FLINT, Mich. — Flint Mayor Karen Weaver visited three homes Wednesday where crews are replacing old service lines as part of efforts to correct the city’s lead-tainted water crisis.
“We are excited that crews will be out working once again to help get the lead out of Flint and restore safe clean drinking water to residents,” Weaver said in a statement. “From this point on we hope to have crews out almost daily in effort to replace 200 to 250 lead-tainted service lines over the next month.”
Flint was under state financial control in 2014 when it switched from Detroit’s water system to the Flint River to save money. Officials failed to treat the river water with corrosion-control chemicals which allowed lead to leach from pipes into homes, and tests later showed high lead levels in some Flint children.

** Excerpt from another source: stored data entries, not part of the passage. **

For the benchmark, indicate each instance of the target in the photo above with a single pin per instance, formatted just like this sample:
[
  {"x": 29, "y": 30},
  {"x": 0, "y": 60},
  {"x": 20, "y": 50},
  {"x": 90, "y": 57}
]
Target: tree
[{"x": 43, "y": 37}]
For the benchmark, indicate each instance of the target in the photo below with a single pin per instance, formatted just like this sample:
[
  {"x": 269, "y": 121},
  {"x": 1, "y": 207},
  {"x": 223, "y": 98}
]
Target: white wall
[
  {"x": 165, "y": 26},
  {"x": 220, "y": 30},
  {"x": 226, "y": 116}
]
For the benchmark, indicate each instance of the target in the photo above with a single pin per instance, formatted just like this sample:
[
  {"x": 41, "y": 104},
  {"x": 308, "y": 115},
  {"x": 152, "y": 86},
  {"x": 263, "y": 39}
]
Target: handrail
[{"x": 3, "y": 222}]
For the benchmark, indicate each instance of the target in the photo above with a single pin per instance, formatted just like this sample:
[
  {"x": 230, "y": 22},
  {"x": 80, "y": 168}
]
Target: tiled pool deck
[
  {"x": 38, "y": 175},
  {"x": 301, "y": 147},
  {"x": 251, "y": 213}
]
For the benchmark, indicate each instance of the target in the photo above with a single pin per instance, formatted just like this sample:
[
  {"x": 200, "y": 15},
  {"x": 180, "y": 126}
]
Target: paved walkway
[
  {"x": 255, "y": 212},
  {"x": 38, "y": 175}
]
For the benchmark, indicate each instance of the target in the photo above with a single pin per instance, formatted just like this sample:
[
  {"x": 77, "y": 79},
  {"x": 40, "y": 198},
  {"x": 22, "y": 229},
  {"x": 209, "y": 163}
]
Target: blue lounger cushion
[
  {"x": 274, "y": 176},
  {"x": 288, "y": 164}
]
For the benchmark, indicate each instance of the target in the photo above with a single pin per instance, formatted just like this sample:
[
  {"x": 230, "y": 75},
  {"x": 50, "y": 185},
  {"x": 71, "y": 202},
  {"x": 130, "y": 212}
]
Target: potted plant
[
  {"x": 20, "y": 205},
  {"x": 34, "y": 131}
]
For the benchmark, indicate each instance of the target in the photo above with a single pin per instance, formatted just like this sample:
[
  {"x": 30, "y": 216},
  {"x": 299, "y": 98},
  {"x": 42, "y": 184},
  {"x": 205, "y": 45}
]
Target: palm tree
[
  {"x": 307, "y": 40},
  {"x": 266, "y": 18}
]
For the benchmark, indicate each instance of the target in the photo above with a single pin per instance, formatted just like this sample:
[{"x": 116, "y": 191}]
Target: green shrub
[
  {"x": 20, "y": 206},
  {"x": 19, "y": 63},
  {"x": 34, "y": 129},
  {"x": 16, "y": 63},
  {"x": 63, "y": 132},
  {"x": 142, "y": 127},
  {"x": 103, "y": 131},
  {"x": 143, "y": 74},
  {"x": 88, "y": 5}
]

Weaver said the work is part of the FAST Start initiative which includes removal of service lines made of lead and galvanized steel. Two firms were doing the pipe-replacement work Wednesday, and a third contractor is set to begin next week.
Prior to digging to reach the pipes, teams obtain consent from homeowners. Utilities and other agencies are notified before work starts and water sampling is done at homes.
This phase is being funded with $2 million from the state. Another $25 million in state appropriations will be used to replace an estimated 5,000 more lead-tainted pipes, according to Weaver’s office.